Kafka

Apache Kafka is a distributed streaming platform designed for high-throughput, fault-tolerant, real-time data streaming.

At its core:

Kafka is a distributed commit log.
Data is written to topics and read by consumers.
Each topic is partitioned and replicated across brokers in a cluster.

🧩 Core Concepts

1. Cluster

A Kafka cluster is a group of brokers (servers). Each broker is identified by a unique ID and is responsible for storing topic partitions.

2. Broker

A broker:

Stores data partitions.
Serves producer and consumer requests.
Broker having leader partition of a topic will act as a leader broker for that partition.
Coordinates with other brokers using ZooKeeper (in older versions) or KRaft mode (in newer Kafka).

Each broker can act as a leader or follower for different partitions.

3. Topic

A topic is a category or feed name where messages are published.

Example:

orders, payments, user-activity

Topics are split into partitions for scalability.

4. Partition

A partition is an ordered, immutable sequence of messages.

Each message inside a partition has:

A unique offset (like a sequence number)
Key (optional)
Value (the message payload)

Why Partitions?

They allow Kafka to:

Scale horizontally (distribute data across brokers)
Enable parallel processing by multiple consumers
- Read for consumer is usually only allowed from leader partition so one consumer can read from one partition for a specific topic.
- However ther can be paraller tcp connections opened for reading for 2 different topics.

5. Replication

Each partition has:

One leader replica
One or more follower replicas

The leader replica handles all read and write operations.
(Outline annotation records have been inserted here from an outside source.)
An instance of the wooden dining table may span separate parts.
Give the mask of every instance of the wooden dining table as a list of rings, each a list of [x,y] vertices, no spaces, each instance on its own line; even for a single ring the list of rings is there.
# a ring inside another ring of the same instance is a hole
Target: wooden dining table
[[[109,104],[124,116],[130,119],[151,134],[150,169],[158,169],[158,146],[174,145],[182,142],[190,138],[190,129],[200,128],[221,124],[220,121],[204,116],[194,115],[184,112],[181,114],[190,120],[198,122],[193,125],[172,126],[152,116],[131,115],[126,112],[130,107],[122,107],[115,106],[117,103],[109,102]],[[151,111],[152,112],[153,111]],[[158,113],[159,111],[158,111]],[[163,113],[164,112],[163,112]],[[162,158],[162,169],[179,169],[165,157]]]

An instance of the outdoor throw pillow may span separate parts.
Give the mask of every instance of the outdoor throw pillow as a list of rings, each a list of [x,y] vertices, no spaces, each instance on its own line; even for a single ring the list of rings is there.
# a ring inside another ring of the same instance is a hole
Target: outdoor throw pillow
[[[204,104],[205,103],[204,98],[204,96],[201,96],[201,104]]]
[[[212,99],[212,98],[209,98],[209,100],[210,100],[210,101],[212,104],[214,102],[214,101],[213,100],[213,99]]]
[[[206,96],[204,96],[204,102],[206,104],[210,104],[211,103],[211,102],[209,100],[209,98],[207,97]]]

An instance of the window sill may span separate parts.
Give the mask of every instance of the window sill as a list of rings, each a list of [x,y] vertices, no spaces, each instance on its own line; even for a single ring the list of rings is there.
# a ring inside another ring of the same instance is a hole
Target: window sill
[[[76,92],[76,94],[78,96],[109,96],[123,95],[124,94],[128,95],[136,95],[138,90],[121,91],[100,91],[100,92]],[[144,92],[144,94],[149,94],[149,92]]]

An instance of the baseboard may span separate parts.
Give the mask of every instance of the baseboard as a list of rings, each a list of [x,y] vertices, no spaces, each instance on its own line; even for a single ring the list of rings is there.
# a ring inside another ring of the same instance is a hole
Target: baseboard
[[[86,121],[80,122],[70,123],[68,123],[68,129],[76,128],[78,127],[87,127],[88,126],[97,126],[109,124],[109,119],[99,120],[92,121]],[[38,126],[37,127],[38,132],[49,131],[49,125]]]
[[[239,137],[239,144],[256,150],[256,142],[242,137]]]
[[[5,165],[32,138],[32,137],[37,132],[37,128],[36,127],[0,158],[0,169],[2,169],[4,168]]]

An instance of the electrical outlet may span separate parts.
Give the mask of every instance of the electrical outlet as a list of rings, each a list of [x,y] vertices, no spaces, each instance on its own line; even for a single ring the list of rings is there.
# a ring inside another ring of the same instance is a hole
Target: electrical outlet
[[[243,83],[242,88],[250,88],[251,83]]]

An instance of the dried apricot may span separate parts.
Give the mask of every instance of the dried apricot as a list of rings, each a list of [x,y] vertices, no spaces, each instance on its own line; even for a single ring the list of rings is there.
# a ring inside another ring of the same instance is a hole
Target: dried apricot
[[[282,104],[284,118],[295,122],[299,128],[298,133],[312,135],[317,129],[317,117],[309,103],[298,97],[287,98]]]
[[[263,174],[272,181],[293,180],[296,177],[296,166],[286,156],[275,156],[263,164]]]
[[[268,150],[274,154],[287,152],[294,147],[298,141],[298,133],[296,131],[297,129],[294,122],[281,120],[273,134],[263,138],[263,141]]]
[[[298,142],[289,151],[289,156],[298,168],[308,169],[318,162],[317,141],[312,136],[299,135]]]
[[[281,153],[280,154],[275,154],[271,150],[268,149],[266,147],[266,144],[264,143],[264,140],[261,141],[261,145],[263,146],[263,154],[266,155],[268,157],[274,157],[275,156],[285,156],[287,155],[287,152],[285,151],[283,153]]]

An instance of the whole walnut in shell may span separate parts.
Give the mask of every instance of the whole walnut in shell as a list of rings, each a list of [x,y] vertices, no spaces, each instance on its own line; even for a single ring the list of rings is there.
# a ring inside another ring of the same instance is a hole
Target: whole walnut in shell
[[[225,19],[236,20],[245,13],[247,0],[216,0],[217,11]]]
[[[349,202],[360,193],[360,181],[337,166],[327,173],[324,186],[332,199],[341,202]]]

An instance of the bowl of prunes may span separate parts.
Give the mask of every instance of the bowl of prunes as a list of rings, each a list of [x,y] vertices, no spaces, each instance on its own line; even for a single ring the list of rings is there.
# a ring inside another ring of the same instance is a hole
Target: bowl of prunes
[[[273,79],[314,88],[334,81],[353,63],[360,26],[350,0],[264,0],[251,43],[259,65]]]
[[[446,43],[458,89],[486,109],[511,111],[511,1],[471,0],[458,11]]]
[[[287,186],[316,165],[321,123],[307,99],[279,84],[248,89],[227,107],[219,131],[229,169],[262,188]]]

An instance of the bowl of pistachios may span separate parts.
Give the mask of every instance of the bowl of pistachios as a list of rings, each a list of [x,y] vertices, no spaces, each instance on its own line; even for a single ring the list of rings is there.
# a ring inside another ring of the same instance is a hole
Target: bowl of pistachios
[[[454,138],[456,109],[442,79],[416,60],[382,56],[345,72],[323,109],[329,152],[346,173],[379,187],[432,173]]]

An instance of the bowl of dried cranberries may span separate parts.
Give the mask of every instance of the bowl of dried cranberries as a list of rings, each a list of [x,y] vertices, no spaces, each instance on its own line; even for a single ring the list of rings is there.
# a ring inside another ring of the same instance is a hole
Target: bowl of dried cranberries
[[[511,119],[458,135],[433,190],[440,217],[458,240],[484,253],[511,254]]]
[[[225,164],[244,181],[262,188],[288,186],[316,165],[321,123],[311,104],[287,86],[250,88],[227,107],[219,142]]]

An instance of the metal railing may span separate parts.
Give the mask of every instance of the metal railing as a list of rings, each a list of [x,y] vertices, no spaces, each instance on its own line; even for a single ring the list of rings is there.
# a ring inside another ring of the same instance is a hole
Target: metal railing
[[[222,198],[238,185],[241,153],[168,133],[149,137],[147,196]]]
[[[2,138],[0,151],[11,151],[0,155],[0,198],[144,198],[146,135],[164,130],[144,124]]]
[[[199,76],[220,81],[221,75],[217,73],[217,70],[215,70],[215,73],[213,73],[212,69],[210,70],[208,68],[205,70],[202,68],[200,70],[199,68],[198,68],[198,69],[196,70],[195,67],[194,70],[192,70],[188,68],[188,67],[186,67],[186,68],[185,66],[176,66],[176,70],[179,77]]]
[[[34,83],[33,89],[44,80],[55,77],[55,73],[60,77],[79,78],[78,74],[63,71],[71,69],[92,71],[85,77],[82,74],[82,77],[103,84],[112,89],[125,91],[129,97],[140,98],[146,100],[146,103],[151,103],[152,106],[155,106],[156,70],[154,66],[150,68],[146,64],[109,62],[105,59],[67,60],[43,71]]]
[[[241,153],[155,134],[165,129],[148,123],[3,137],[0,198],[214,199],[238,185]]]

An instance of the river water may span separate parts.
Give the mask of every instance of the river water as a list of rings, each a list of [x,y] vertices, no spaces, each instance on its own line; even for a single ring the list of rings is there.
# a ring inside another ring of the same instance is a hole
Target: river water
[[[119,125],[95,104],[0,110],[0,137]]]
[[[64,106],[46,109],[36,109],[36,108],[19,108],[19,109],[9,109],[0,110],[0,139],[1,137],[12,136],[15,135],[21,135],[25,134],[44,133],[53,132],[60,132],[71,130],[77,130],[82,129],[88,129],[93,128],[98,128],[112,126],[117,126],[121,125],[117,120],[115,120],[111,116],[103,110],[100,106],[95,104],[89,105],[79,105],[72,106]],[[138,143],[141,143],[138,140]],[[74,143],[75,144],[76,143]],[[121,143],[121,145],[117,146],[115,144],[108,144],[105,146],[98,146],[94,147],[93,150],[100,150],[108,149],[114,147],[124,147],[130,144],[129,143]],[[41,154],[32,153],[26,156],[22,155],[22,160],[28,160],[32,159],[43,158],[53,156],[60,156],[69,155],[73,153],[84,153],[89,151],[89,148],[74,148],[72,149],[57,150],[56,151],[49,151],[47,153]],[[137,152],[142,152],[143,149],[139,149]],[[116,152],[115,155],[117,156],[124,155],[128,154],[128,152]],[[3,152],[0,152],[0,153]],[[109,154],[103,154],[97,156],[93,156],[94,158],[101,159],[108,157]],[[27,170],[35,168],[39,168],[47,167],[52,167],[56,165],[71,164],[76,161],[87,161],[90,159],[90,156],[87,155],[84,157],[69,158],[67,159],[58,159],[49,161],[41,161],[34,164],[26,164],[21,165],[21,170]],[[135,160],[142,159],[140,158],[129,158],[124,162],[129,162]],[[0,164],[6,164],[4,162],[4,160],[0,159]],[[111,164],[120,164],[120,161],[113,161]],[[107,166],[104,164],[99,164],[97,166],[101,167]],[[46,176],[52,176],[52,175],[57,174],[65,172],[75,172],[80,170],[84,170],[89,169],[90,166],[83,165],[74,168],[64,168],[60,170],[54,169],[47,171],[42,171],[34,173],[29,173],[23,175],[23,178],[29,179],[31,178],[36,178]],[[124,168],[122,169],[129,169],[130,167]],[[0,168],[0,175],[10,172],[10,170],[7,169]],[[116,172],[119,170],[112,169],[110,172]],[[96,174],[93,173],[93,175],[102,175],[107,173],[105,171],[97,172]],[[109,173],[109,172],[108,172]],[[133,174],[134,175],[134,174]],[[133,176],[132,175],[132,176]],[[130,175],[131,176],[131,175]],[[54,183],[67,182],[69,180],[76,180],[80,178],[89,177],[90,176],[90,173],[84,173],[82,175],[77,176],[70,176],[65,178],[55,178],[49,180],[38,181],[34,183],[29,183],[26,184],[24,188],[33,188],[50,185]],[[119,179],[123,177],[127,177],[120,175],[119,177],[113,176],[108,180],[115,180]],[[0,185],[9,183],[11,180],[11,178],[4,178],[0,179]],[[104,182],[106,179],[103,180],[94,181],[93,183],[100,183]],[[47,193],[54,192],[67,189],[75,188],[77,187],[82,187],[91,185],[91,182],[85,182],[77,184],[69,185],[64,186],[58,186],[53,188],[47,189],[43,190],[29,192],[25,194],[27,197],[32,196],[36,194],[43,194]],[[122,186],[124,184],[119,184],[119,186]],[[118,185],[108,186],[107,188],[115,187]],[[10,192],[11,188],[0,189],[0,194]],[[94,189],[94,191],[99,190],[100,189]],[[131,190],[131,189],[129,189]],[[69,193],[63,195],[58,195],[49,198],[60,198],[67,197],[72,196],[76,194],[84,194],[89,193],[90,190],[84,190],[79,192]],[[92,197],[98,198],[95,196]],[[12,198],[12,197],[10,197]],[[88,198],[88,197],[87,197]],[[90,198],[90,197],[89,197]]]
The followers continuously replicate data from the leader.

Example:

Broker	Partition Role
Broker 1	Leader of Partition 0
Broker 2	Follower of Partition 0
Broker 3	Follower of Partition 0

⚙️ How Data Flows

1. Producer → Broker

When a producer sends a message:

Kafka’s partitioner decides which partition to write to.
- Default: Round-robin (if no key)
- Deterministic: Based on key hash (ensures same key → same partition)
The message is sent to the leader broker for that partition.
The leader appends it to the log and sends ACK once replication conditions are met.

2. Broker → Replicas

Each follower replica pulls data from its leader asynchronously.

If acks=all, the producer waits until:

All in-sync replicas (ISRs) confirm replication,
Then it considers the write successful.

3. Consumer → Broker

Consumers subscribe to a topic and read data from the leader replicas of each partition.

Kafka maintains consumer offsets (how much each consumer has read).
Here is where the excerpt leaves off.